The criminal, it must be remembered, is almost always poor. He has a mother, brothers and sisters, wife or children, dependent for support to a large extent, upon his casual earnings. He is placed in jail or the penitentiary and the family must make new adjustments to life. The mother or wife may go to work at hard labor for a small return; the children may be taken out of school and sent to stores or factories, be condemned to lives of drudgery that will often lead to crime. The family may be broken up and scattered through institutions and the poorest shelters. A complete transformation for the worse almost always comes over the home. It is safe to say that at least three or four are closely touched by the misfortune of every one. These lives must be readjusted, and the chances are that the new adjustments will not be equal to the old, if for nothing else than because the conviction is a serious handicap in their struggles. Let anyone go to a city jail on a visiting day and see the old mothers, the stunned and weeping wives, the little children, down to babes in arms, who crowd around the corridors to get a look at the man behind the bars. To them at least he is a human being with feelings and affections, with wants and needs. All of these can recount his many good qualities which the world cannot see or know. Their first step is to borrow or to sell what they can to provide means for his defense. Everything else is cast aside. Day after day they visit the jail and the lawyer, contriving means to save liberty or life. When the trial comes, they watch through its maze in a dazed, bewildered way. They know that the man they love is not the one who is painted in the court room, and at least to them he is not. If he is convicted and goes to prison for a term of years, then month by month the faithful family goes to see him for an hour in the prison, visiting across the table in open view of guards and others as unfortunate as they. The family follows all sorts of advice and directions and seeks out many hopeless clews for men of influence and position who can unlock prison doors. The weeks run into months and the months into years, and still many of them keep up their hopeless vigil; some are driven to drudgery, some to crime, some to destruction for the man whom the state has punished that society may be improved. It is safe to say that the state ruins at least one other life for every victim of the prison.

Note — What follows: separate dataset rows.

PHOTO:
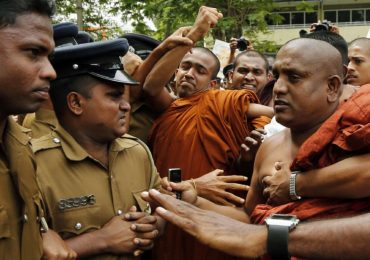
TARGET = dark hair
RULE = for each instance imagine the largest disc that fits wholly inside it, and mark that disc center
(217, 61)
(333, 39)
(252, 53)
(11, 9)
(59, 89)
(360, 40)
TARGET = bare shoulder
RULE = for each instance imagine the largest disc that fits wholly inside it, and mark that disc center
(274, 149)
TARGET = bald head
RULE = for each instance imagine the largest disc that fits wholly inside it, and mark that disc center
(318, 54)
(364, 43)
(309, 77)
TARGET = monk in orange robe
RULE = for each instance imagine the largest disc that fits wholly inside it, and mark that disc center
(198, 133)
(345, 133)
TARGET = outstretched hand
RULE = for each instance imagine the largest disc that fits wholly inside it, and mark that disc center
(217, 231)
(207, 18)
(216, 187)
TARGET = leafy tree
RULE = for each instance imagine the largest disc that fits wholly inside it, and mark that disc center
(241, 17)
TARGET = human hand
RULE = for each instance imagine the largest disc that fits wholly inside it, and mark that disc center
(215, 187)
(177, 38)
(55, 248)
(217, 231)
(276, 189)
(187, 189)
(131, 62)
(233, 43)
(122, 236)
(251, 144)
(207, 18)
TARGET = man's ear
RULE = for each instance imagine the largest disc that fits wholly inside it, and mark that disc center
(270, 76)
(334, 88)
(345, 70)
(75, 102)
(212, 83)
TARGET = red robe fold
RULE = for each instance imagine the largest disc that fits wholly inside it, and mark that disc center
(199, 134)
(345, 133)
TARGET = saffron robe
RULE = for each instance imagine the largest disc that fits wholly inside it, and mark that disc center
(345, 133)
(198, 134)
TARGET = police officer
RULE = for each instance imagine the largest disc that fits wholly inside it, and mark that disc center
(90, 173)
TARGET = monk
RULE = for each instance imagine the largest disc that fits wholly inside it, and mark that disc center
(301, 80)
(201, 131)
(359, 62)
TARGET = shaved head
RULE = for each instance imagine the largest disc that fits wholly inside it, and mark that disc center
(318, 54)
(364, 43)
(309, 76)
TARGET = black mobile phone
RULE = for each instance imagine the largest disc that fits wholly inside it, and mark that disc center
(174, 175)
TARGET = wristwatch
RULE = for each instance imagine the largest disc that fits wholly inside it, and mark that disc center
(279, 226)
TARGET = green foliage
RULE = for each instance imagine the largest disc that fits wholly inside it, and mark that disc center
(241, 17)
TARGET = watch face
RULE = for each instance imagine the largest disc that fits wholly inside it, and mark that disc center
(282, 220)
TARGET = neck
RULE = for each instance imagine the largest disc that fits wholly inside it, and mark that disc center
(96, 149)
(299, 136)
(2, 129)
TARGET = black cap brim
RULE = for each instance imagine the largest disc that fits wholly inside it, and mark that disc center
(116, 76)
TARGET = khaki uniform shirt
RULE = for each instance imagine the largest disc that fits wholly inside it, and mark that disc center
(81, 195)
(20, 203)
(44, 123)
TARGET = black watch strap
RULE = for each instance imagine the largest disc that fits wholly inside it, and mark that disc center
(277, 242)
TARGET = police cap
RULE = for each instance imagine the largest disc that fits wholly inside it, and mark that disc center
(227, 69)
(98, 59)
(65, 34)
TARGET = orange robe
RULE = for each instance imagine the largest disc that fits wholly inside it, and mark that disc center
(345, 133)
(198, 134)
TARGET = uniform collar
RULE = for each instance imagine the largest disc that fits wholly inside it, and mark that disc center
(18, 132)
(72, 150)
(45, 115)
(75, 152)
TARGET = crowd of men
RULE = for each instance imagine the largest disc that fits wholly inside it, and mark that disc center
(275, 164)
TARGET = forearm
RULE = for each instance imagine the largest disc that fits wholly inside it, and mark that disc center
(231, 57)
(87, 244)
(163, 70)
(349, 178)
(332, 239)
(144, 69)
(236, 213)
(244, 167)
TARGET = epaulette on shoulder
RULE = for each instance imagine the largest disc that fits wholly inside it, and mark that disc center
(128, 141)
(127, 136)
(45, 142)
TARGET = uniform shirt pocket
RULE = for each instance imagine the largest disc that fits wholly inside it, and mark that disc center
(75, 221)
(4, 223)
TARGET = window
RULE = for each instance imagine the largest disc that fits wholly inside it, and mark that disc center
(331, 16)
(358, 15)
(297, 18)
(344, 16)
(286, 19)
(311, 18)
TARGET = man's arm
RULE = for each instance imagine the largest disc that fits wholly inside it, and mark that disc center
(331, 239)
(118, 236)
(164, 69)
(349, 178)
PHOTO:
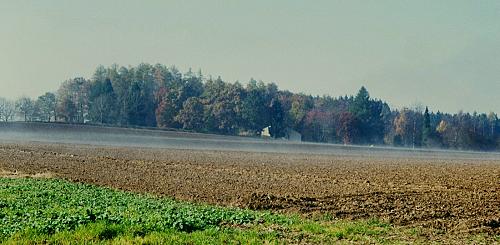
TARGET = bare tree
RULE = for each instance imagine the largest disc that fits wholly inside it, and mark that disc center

No provision is made for the dependent families of the wretched man. Ruthlessly society sends the man to prison and sees the daughter leave school, a mere child, and go to work. What becomes of her it does not know or care. It seems not to know that she exists. The state sees the convict's boy working at casual tasks and growing up on the streets, while his father is paying the penalty of his act. He may on this account follow his father to jail; it is not society's concern.
Assuming that an offender must be confined for the protection of society, as some no doubt must be, still the effect on the family and how to prevent its destruction should be among the first concerns in the disposition of the case.